Load a List of Objects as Dataset in ML.NET

In ML.NET, you can load a list of objects as a dataset using the DataView API. ML.NET provides a flexible way to represent data as DataView, which can be consumed by machine learning algorithms. To do this, you’ll need to follow these steps:

  1. Define the class for your data objects: Create a class that represents the structure of your data. Each property of the class corresponds to a feature in your dataset.
  2. Create a list of data objects: Instantiate a list of objects with your data. Each object in the list represents one data point.
  3. Convert the list to a DataView: Use the MLContext class to create a DataView from the list of objects.
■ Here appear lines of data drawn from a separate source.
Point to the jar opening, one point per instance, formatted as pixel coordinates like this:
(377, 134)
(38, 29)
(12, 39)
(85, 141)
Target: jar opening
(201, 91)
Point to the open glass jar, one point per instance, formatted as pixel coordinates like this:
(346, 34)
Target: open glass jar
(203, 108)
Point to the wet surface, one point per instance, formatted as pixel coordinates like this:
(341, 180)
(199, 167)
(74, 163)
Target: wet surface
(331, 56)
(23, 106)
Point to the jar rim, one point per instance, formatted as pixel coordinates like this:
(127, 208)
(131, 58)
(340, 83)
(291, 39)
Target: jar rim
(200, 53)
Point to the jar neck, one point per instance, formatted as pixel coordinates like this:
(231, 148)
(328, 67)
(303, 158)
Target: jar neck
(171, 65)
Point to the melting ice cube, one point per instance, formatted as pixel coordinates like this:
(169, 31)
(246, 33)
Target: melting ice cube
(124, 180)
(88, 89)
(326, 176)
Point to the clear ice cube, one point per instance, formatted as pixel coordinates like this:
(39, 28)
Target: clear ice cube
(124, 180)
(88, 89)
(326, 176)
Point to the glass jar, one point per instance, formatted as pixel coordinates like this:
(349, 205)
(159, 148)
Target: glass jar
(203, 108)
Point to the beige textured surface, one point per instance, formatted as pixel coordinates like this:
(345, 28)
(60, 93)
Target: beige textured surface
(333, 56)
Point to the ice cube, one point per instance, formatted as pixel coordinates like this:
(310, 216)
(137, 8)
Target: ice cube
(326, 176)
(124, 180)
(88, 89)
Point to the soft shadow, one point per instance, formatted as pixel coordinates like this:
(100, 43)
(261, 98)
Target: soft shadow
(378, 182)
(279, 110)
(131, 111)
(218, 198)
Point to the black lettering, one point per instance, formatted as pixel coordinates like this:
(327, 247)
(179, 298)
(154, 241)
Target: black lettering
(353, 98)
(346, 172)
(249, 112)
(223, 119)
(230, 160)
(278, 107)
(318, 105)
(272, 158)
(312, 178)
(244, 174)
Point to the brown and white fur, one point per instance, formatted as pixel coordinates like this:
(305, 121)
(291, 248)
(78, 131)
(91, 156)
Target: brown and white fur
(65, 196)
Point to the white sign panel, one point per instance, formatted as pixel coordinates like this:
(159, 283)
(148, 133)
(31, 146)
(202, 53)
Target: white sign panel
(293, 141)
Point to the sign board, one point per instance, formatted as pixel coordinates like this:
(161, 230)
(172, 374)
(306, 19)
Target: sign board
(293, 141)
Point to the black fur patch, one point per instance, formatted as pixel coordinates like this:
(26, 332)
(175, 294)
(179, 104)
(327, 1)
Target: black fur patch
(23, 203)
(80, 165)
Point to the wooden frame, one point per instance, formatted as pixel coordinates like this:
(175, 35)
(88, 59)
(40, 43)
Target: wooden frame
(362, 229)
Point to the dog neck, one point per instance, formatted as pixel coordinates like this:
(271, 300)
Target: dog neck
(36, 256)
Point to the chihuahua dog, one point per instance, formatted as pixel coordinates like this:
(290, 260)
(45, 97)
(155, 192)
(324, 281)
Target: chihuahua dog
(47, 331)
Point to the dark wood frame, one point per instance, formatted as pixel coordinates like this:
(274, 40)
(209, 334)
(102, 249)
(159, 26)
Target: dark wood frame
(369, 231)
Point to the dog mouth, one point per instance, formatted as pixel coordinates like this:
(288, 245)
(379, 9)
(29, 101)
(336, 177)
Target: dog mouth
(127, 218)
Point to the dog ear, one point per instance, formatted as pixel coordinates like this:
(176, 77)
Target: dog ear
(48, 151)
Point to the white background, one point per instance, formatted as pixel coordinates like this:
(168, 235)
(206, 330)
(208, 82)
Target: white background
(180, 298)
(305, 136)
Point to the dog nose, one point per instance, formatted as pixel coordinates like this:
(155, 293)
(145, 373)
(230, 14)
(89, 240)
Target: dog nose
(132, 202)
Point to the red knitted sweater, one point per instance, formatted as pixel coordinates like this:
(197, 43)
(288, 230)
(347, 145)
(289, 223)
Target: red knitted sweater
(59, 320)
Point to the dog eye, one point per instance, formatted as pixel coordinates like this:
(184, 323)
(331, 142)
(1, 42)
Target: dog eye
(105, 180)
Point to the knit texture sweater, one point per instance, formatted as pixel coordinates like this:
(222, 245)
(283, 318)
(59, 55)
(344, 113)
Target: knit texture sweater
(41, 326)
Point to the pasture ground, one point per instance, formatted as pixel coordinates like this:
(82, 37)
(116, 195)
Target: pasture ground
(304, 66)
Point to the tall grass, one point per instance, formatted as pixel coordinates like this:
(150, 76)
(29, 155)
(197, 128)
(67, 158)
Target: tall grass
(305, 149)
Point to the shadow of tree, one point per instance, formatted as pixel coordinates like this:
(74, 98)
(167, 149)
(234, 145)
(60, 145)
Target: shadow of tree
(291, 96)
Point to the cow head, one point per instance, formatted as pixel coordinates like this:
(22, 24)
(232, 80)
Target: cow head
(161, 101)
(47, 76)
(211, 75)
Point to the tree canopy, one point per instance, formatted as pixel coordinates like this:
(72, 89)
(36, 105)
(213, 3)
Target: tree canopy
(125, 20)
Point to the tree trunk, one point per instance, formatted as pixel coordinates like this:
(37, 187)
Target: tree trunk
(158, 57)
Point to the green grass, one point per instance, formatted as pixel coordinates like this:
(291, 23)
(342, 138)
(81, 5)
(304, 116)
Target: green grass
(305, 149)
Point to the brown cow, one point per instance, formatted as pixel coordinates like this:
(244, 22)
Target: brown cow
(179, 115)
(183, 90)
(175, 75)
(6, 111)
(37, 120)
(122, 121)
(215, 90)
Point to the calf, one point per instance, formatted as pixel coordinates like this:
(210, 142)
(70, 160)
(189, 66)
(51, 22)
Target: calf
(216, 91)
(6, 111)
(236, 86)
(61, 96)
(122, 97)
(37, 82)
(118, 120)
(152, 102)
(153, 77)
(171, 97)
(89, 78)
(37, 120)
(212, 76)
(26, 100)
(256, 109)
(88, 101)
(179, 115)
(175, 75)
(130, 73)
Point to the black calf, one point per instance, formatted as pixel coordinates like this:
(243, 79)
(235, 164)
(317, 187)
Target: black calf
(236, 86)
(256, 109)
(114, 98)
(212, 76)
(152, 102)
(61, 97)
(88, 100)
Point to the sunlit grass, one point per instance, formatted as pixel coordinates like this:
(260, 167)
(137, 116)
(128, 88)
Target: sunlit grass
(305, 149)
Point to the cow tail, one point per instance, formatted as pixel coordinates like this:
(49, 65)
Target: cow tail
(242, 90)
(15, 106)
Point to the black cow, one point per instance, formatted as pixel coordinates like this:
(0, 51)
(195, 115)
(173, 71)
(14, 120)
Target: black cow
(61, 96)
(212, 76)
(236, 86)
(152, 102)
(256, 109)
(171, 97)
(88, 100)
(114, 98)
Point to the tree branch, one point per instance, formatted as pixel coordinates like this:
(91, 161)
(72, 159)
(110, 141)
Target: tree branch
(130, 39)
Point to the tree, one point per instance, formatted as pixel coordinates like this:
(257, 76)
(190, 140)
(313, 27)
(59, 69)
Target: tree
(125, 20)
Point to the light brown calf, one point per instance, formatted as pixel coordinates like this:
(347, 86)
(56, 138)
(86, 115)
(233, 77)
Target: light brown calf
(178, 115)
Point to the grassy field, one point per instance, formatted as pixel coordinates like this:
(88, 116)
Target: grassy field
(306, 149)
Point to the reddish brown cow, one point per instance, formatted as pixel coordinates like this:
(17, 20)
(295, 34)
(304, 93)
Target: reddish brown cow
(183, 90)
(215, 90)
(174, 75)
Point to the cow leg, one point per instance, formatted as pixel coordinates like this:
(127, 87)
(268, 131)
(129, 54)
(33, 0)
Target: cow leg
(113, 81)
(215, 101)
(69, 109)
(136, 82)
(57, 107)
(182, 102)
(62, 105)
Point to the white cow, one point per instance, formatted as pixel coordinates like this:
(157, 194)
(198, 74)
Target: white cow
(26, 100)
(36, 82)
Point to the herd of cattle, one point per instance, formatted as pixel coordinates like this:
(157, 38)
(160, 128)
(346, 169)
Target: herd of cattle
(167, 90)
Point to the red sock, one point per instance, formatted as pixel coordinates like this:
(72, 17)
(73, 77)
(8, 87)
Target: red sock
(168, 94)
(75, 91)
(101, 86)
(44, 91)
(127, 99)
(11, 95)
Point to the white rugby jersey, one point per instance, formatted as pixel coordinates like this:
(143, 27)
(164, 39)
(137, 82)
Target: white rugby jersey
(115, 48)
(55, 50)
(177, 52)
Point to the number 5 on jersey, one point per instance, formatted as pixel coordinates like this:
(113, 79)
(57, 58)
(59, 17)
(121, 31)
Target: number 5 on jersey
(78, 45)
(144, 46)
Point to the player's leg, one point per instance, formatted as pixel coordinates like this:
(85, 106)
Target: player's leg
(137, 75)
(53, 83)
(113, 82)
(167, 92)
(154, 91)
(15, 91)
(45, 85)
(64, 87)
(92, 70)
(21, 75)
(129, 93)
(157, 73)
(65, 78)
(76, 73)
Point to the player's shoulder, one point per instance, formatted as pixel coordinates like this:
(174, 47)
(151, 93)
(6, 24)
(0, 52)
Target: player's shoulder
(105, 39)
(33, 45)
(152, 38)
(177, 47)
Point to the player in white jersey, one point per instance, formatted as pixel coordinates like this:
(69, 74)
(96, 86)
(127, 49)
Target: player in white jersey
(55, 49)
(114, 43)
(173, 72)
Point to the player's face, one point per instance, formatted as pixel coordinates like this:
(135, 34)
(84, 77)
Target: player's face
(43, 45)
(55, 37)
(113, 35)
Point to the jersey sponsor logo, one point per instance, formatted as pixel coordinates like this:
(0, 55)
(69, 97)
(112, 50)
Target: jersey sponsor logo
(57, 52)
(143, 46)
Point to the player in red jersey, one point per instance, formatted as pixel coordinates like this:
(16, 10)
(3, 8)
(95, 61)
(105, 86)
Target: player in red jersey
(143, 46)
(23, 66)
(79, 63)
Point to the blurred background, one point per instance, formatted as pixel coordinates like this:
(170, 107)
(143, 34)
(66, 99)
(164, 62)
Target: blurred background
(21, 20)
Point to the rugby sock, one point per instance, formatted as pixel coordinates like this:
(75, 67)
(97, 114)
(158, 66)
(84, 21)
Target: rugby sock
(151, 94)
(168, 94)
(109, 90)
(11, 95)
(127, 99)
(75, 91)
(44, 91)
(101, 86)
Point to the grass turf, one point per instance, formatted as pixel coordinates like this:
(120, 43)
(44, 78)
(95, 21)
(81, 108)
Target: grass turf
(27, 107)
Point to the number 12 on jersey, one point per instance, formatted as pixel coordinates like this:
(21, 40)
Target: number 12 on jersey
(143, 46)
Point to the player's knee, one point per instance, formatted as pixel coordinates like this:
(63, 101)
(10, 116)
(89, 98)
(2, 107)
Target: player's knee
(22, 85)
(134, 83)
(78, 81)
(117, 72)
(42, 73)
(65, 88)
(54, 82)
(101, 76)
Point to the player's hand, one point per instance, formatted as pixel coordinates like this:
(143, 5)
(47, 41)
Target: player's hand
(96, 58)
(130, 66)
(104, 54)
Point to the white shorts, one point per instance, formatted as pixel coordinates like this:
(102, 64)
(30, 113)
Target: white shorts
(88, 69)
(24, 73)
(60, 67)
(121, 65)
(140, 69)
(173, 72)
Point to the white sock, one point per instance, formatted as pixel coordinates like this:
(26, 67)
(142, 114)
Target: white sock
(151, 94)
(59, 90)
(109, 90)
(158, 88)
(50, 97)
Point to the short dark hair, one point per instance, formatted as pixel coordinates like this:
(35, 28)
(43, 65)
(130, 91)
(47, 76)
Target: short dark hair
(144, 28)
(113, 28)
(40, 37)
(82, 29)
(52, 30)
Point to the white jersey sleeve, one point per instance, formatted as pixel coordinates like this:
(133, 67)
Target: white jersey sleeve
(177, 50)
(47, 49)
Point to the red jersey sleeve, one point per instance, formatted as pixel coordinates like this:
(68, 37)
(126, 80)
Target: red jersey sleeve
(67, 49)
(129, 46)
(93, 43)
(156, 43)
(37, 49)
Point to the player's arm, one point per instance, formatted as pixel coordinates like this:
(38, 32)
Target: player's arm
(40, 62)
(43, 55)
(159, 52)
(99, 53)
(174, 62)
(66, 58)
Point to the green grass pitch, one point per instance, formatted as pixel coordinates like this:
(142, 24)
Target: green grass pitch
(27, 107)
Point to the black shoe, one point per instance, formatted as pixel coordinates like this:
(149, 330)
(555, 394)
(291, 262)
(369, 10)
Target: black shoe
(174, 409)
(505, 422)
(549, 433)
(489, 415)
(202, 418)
Here’s a step-by-step implementation:

Step 1: Define the class for your data objects

Assuming you have a class DataObject with properties Feature1, Feature2, and Label, it should look like this:

public class DataObject
{
    public float Feature1 { get; set; }
    public float Feature2 { get; set; }
    public float Label { get; set; }
}

Step 2: Create a list of data objects

Create a list of DataObject instances containing your data points:

var dataList = new List<DataObject>
{
    new DataObject { Feature1 = 1.2f, Feature2 = 5.4f, Label = 0.8f },
    new DataObject { Feature1 = 2.1f, Feature2 = 3.7f, Label = 0.5f },
    // Add more data points here
};

Step 3: Convert the list to a DataView

Use the MLContext class to create a DataView from the list of objects:

using System;
using System.Collections.Generic;
using Microsoft.ML;

// ...

var mlContext = new MLContext();

// Convert the list to a DataView
var dataView = mlContext.Data.LoadFromEnumerable(dataList);

Now you have the dataView, which you can use to train and evaluate your machine learning model in ML.NET. The DataView can be directly consumed by ML.NET’s algorithms or be pre-processed using data transformations.

Remember to replace DataObject with your actual class and modify the properties accordingly based on your dataset.